The human brain is a funny thing.
Despite all the effort I’ve made over the years to change my mindset and thought processes, I do often catch it slipping back in those old, engrained ways of thinking.
Just this last weekend my girlfriend Alex and I were away for the weekend and as we were driving to our venue Alex commented that I didn’t seem to be listening to what she was saying.
She was entirely right, my mind was on a conversation on Facebook earlier with someone who was disputing some of the points we’d made on an article and they sent a message explaining why we were wrong.
Now this person, I’m sure their heart is in the right place.
They wanted to share what they thought was the correct information.
However, what they were saying was so outdated, so in line with guidelines that’d been disproven many years ago, and they were so arrogant in the way they put it across, that they left me annoyed.
So I explained to Alex what happened and that this is what made me annoyed.
Knowing the way that I think and the way I try to see things in life, Alex just took a look at me, and that was enough to make me realize I was doing one of the things I often say to people – that I was choosing the way I was feeling, not being made to feel that way.

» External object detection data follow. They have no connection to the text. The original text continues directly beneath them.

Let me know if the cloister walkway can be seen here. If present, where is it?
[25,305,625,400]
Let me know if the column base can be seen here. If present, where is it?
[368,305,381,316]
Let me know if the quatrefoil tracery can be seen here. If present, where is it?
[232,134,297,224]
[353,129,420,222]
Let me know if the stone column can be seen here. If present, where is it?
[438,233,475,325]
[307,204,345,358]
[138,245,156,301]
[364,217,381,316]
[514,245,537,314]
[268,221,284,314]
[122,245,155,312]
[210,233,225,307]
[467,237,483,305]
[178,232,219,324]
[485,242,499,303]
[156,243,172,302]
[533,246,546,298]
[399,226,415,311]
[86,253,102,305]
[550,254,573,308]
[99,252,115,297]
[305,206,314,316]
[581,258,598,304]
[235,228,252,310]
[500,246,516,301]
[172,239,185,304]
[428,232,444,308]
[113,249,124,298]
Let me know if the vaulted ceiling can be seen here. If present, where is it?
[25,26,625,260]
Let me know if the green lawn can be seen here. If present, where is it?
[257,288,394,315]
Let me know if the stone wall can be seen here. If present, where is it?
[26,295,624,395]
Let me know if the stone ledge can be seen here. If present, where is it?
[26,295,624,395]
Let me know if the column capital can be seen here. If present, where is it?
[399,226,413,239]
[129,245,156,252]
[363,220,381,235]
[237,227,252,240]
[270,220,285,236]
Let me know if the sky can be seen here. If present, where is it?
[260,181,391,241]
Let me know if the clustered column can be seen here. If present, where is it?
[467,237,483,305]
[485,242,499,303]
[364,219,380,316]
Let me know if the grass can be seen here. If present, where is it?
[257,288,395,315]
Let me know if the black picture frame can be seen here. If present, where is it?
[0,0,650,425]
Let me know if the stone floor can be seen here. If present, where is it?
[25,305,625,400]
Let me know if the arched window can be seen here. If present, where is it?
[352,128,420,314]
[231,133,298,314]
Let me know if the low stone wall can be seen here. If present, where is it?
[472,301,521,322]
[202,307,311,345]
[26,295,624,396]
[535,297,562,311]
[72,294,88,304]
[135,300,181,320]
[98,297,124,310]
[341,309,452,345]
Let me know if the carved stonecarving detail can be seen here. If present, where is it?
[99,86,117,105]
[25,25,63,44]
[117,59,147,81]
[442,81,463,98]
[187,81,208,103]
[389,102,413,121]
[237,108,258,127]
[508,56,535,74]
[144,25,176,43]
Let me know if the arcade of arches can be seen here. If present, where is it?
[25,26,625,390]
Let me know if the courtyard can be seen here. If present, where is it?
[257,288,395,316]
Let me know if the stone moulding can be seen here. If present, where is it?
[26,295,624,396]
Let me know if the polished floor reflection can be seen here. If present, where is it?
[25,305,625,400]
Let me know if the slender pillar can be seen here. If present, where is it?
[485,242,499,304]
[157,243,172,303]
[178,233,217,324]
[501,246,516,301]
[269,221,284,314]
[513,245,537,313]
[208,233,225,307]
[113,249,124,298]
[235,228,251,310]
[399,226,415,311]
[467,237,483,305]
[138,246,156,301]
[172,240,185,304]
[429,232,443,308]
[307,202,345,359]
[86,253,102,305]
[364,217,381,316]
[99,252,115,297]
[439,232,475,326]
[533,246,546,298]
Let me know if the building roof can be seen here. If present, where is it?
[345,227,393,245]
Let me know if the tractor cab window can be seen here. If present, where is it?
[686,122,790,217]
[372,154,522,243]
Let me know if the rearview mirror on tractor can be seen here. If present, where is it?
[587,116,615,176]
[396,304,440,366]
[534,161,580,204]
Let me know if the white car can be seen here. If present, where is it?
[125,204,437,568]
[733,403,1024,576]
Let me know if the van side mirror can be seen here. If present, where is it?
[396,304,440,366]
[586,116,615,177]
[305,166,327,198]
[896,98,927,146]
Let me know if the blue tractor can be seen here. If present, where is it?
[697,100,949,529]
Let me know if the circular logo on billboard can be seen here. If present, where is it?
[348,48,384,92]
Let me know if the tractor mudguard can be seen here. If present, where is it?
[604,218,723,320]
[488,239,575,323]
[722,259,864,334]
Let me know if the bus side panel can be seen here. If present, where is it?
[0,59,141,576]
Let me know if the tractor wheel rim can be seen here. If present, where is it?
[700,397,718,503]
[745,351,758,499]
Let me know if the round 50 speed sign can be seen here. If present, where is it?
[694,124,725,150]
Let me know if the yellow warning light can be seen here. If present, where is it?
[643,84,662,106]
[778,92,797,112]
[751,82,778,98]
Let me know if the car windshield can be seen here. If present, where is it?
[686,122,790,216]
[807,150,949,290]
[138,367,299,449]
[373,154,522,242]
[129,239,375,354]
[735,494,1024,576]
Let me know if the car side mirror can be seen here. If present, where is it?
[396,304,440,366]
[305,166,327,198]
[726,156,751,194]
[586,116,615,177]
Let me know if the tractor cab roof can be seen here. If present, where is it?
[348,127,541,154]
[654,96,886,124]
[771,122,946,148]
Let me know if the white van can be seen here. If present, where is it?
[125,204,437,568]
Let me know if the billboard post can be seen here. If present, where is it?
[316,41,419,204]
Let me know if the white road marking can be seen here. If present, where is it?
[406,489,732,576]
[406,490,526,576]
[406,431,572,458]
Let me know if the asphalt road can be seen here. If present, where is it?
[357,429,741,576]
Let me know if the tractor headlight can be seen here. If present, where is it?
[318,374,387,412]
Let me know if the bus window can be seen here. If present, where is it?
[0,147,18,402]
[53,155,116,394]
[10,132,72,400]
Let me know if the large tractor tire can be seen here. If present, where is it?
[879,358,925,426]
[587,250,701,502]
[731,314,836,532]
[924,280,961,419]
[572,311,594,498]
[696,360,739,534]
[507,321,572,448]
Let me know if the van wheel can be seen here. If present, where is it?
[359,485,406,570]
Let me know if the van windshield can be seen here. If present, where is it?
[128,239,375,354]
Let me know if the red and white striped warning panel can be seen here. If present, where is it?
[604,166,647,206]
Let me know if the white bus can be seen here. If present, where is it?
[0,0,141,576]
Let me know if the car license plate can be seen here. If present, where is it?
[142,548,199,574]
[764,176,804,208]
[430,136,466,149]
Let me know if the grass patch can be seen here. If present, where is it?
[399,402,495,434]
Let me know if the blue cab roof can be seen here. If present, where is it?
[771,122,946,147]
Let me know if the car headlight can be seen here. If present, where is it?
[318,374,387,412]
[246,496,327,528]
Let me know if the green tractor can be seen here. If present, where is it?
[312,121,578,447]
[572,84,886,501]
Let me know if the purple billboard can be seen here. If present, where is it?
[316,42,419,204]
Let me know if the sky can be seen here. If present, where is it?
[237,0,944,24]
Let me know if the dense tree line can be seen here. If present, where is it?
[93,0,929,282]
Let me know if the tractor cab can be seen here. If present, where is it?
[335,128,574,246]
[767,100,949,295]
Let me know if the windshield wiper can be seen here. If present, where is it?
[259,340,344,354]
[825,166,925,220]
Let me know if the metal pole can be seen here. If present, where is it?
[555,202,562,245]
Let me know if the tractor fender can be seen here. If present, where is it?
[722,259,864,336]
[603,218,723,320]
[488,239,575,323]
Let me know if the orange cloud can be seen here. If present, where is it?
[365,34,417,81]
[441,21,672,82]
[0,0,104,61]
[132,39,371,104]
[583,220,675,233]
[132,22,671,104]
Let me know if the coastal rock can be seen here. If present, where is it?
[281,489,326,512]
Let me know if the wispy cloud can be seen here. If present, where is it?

“Being made to” and “having to” are terms often used by people, myself included, to absolve them of the responsibility of the choice they’ve made.
You often hear people explain that some has made them feel a certain way, or they had to eat or do a certain thing.
These are common expressions, expressions that I was brought up with, and the expressions that the user uses to absolve themselves of responsibility of the decision they’ve just made.
I knew, when I’d stop to think about it, that I’d chosen to be annoyed by that person’s message.
They did not make me be annoyed, I’d chosen it – consciously or otherwise.
This is an important paradigm-shift to use.
Next time you catch yourselves saying that something made you feel a certain way, or you had to do a certain thing, stop and re-frame.
Ask yourself: “Was that way the only choice?”
Did you have to do that thing – was that the only possible response to whatever that’d happened?
If your life had depended on it, could you have stopped yourself being annoyed, or stopped yourself feeling a certain way?
If the answer is yes (which always is) then realize that you’re choosing your response, whether emotional, verbal, or physical.
Try reframing your thought process as “I am choosing to be annoyed by that person” or “I chose to eat that fattening food” or “I chose not to make time for you”.
If you still want to give the same response, well that’s fine – it’s your life, live it how you like.
But often, just asking yourselves that question makes life much easier.